Eliminating Physical Waste.

Visual management systems should always comply with design standards in order to bring consistency and readability to visual monitors and visual controls in order to avoid misinterpretations and wrong actions.

Avoiding Passive and Preventing Active Digital Waste.

Data interoperability standards (e.g. EDI) are a must in order to have a clear interpretation of the data shared among systems and avoid wrong actions based on such data misinterpretation.

3.8 Eliminating Not-Utilizing Talent Waste: Digital Presence Lever

Digital Presence (DP) refers to the use of augmented reality smart glasses and other hands-free wearable technology [17], including haptics, for ‘see-what-I-see’, ‘hear-what-I-hear’ and even ‘feel-what-I-feel’ real-time communication for collaborative problem-solving between remote operators and service engineers in the field.

Eliminating Physical Waste.

DP can reduce downtimes and increase fix rates of new or complex problems (e.g. troubleshooting) by enabling the possibility to tap into the specialized expertise (talent) of any service engineer on-site anytime, anywhere.

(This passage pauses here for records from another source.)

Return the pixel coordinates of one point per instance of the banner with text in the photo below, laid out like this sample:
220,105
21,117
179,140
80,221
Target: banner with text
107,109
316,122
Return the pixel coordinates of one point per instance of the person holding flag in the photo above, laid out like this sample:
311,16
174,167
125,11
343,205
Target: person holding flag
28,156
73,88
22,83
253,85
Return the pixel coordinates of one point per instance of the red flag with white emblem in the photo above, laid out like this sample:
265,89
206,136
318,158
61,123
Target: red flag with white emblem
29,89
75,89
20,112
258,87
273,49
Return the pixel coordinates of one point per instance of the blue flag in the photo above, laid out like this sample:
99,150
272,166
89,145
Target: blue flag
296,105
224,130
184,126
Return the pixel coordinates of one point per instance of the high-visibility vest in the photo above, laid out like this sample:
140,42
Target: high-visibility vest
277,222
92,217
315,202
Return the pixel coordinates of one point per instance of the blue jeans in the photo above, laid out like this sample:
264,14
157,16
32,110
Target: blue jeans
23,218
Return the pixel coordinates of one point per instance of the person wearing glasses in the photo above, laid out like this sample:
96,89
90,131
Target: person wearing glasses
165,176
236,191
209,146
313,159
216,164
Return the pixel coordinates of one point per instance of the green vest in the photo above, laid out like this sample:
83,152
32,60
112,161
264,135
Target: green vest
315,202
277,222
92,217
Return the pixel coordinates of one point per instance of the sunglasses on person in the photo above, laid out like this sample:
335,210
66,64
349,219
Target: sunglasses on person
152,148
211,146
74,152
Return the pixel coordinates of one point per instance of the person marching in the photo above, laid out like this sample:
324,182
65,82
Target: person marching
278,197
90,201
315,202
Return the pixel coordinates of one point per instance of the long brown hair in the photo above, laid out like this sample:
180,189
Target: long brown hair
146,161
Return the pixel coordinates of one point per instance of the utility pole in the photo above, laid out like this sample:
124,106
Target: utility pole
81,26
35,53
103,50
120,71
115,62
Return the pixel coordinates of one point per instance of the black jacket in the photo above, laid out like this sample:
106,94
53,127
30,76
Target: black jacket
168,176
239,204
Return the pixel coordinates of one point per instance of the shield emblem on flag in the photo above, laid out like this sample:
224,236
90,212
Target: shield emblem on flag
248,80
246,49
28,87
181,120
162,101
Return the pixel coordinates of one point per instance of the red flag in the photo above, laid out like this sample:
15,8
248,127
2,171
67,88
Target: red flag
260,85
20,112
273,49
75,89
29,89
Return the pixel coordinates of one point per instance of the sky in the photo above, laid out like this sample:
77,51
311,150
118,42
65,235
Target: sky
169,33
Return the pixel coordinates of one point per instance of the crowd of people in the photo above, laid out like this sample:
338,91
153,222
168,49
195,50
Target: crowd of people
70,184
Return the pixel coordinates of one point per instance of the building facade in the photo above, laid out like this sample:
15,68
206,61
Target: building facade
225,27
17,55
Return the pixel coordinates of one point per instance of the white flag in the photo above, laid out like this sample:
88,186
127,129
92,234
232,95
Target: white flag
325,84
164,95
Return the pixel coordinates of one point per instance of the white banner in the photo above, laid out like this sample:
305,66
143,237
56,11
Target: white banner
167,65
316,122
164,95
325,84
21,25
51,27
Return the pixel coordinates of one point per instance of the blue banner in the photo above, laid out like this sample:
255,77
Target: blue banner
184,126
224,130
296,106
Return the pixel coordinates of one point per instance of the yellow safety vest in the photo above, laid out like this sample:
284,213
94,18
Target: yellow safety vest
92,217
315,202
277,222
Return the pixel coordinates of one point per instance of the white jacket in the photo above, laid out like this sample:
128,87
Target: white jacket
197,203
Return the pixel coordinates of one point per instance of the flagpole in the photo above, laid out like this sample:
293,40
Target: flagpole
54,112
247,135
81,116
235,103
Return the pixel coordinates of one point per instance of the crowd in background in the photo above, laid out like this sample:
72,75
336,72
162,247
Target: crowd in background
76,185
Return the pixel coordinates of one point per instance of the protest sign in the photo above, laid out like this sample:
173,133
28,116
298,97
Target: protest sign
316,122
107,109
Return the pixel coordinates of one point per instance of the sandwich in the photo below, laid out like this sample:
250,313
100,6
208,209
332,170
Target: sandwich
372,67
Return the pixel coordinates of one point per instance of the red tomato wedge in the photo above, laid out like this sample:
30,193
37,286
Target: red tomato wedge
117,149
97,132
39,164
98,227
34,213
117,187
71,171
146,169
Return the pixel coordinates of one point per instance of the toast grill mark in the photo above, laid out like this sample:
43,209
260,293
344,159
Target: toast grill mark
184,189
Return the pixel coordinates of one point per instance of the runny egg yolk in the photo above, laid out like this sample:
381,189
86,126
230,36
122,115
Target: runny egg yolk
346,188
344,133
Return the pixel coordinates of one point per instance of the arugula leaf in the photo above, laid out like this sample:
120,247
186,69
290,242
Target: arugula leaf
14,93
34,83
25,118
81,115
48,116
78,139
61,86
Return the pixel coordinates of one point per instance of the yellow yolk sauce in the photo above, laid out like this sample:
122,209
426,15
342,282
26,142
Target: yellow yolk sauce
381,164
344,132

Avoiding Passive Digital Waste.

Trying DP first, may enable in some occasions the possibility to get a faster diagnose and solution to a problem thanks to real-time two-way audio, video and even kinetics communication between a remote operator and a service engineer, eliminating or reducing the costly expenses of moving skilled service engineers from site-to-site to troubleshoot.

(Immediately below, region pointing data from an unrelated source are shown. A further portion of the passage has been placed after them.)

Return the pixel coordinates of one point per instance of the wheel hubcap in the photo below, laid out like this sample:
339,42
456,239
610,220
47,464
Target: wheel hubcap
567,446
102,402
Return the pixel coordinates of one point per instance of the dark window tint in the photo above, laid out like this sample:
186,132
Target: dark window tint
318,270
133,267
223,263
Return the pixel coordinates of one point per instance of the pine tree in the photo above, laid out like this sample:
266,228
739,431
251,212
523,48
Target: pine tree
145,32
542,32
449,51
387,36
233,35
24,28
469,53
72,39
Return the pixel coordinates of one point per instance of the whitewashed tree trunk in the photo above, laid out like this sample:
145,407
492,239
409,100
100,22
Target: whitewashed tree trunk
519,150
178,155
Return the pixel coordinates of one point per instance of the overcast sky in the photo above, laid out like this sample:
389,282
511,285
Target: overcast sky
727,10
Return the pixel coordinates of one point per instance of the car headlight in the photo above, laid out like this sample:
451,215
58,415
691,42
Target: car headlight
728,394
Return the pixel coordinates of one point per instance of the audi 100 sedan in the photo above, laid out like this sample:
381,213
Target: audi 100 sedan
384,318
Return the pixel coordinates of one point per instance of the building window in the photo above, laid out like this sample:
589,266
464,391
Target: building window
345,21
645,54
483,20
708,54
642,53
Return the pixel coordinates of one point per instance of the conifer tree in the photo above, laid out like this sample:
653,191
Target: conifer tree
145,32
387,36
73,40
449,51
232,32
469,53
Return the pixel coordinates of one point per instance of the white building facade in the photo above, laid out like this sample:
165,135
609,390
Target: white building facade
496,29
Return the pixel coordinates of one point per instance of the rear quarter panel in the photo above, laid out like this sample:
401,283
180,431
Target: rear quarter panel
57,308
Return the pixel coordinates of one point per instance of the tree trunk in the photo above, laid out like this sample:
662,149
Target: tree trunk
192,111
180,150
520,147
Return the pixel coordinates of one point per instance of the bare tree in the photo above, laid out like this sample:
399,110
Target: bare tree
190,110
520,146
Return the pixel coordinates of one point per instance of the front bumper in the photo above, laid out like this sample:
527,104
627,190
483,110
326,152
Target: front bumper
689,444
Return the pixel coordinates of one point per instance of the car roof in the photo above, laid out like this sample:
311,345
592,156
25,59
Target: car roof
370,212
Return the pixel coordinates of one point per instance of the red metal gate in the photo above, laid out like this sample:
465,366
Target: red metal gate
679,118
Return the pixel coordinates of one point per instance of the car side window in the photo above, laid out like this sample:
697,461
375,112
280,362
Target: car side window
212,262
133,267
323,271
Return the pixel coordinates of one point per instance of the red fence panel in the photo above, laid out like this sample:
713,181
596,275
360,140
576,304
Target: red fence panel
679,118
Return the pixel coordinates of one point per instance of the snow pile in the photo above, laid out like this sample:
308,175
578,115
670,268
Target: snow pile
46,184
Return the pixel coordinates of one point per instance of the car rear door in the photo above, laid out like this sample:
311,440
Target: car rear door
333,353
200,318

Preventing Active Digital Waste.

Advancements in DP related technologies have enhanced MRO practices, nevertheless, each troubleshooting case must not disregard the possibility of the need of the physical presence of the service engineer on-site.

4 Conclusions

Through the exploration of D/SM technologies supporting DLM practices, this position paper provides an analysis of the different types of digital waste that may come into existence in the cyber world due to lost digital opportunities and/or abused digital capabilities of new digital/smart manufacturing technologies. The proposed approach can be adopted to identify a set of rules, policies, standards and models to govern and define which and how data is collected and managed to avoid the redundancy of unnecessary datasets towards a development path to Digital Lean CPPSs, thus minimizing digital waste in the digitalization process and improve digital lean value.